Tips for reviewing manuscripts with Propensity Score Matching (PSM)

Methods

  • Provide a detailed explanation of the model used to estimate propensity scores, including the type of model, variables included and the presence of any non-linear or interaction terms.
  • Describe the method used to select variables for inclusion in the propensity score model.
  • When using propensity score matching, explicitly describe the matching algorithm used, including the distance metric and ratio of matching.
  • Describe the metric used to assess balance (often the standardized mean difference (SMD)), and indicate the threshold used for determining adequate balance.
  • When using propensity score weighting, explicitly describe and provide justification for the type of weight used.
  • When stratification by the propensity scores is implemented, provide justification for the strata analyzed.
  • Describe the methods used to examine the assumptions of propensity score methods, including examination for adequate overlap and the presence of extreme values to assess the balance of the groups on baseline factors after matching is done.
  • Analyses in propensity-matched cohorts should incorporate the matched pairs or sets, which can be done by including a random effect for the matched sets.
  • Propensity matched analyses may be conducted alongside a secondary analysis using a standard multivariable regression model for comparison.

Results

  • When using matching, report the sample size of the pre- and post-matching cohorts.
  • Describe the balance of variables across exposure groups both in the initial cohort and following matching or weighting. Comparison of balance should not utilize p-values; standardized mean differences are the preferred metric for assessing balance in this context.
  • If not referenced in the methods section, provide visual representations of the distributions of propensity scores and/or weights; this may be included in the supplemental material.
  • Provide estimates of the effect of interest using both standard multivariable regression models and the selected propensity score method (e.g., provide both unweighted and weighted estimates). Include measures of uncertainty (e.g., confidence intervals).
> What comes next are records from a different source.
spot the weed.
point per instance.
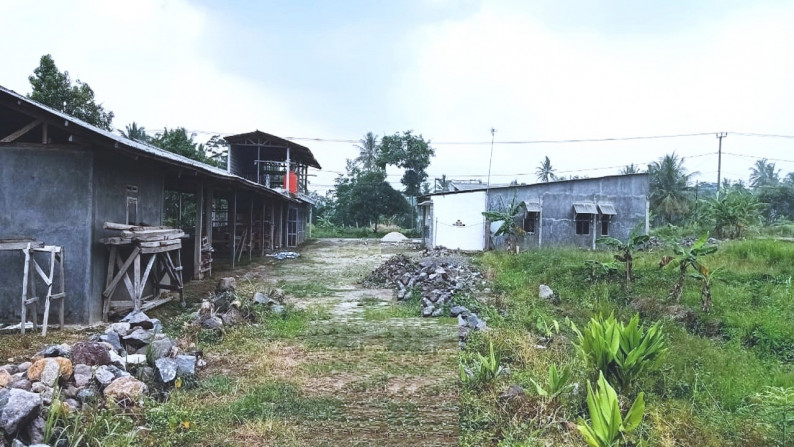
(608, 426)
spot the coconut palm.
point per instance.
(368, 152)
(545, 172)
(630, 169)
(763, 173)
(670, 194)
(133, 132)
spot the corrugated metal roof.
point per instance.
(607, 208)
(585, 208)
(121, 142)
(532, 206)
(300, 152)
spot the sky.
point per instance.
(327, 72)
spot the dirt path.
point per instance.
(388, 377)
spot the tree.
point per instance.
(177, 141)
(687, 257)
(365, 196)
(368, 152)
(670, 197)
(630, 169)
(55, 89)
(635, 240)
(410, 152)
(545, 172)
(508, 217)
(133, 132)
(733, 212)
(763, 174)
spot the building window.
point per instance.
(605, 219)
(583, 223)
(530, 222)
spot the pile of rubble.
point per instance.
(438, 277)
(112, 366)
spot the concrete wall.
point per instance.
(557, 219)
(111, 179)
(46, 194)
(457, 220)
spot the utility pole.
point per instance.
(720, 135)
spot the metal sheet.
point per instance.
(532, 206)
(607, 209)
(585, 208)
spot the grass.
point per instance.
(699, 395)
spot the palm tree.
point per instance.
(133, 132)
(368, 152)
(763, 174)
(670, 195)
(630, 169)
(545, 172)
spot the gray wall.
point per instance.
(557, 225)
(46, 194)
(110, 199)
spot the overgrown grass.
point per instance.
(716, 361)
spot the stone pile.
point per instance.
(112, 366)
(438, 277)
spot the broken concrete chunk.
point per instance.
(228, 284)
(91, 353)
(545, 292)
(165, 369)
(21, 407)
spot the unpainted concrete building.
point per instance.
(61, 179)
(568, 212)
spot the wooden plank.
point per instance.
(19, 132)
(122, 270)
(158, 249)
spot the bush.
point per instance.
(622, 352)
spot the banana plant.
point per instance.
(706, 277)
(626, 248)
(509, 228)
(556, 384)
(607, 427)
(686, 257)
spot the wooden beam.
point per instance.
(19, 132)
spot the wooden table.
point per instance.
(32, 270)
(160, 259)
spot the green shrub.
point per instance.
(483, 370)
(608, 426)
(622, 352)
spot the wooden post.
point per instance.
(197, 234)
(233, 221)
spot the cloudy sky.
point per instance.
(448, 69)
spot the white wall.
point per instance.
(466, 207)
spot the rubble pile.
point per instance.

Tips for reviewing manuscripts with Competing Risks Analysis

Methods

  • Indicate how all time-to-event data were collected.
  • Summarize follow-up time in the cohort.
  • Summarize the number of patients experiencing the competing event (informative censoring), then number of patients experiencing the event of interest, and the number of patients non-informatively censored. These can be referred to as End States.
  • Consider comparing cumulative incidence of competing risks using Gray’s test.
  • Perform model-based competing risks analysis, often using the Fine-Gray model.
  • State the variable selection methodology for competing risks regression modeling. In observational studies, ensure that all measured confounding is accounted for.
  • Traditional time-to-event regression (i.e. Cox regression) may be performed as a sensitivity analysis for comparison to the competing risks analysis results.

Results

  • Display confidence intervals for survival or cumulative incidence estimates, as appropriate.
  • Ensure high quality of clarity and interpretability of time-to-event figures, axes, labels, and legends.
  • Present measures of effect (i.e. hazard ratios) with measure of variability (confidence intervals).
  • Consider presenting results from competing risks regression using a forest plot.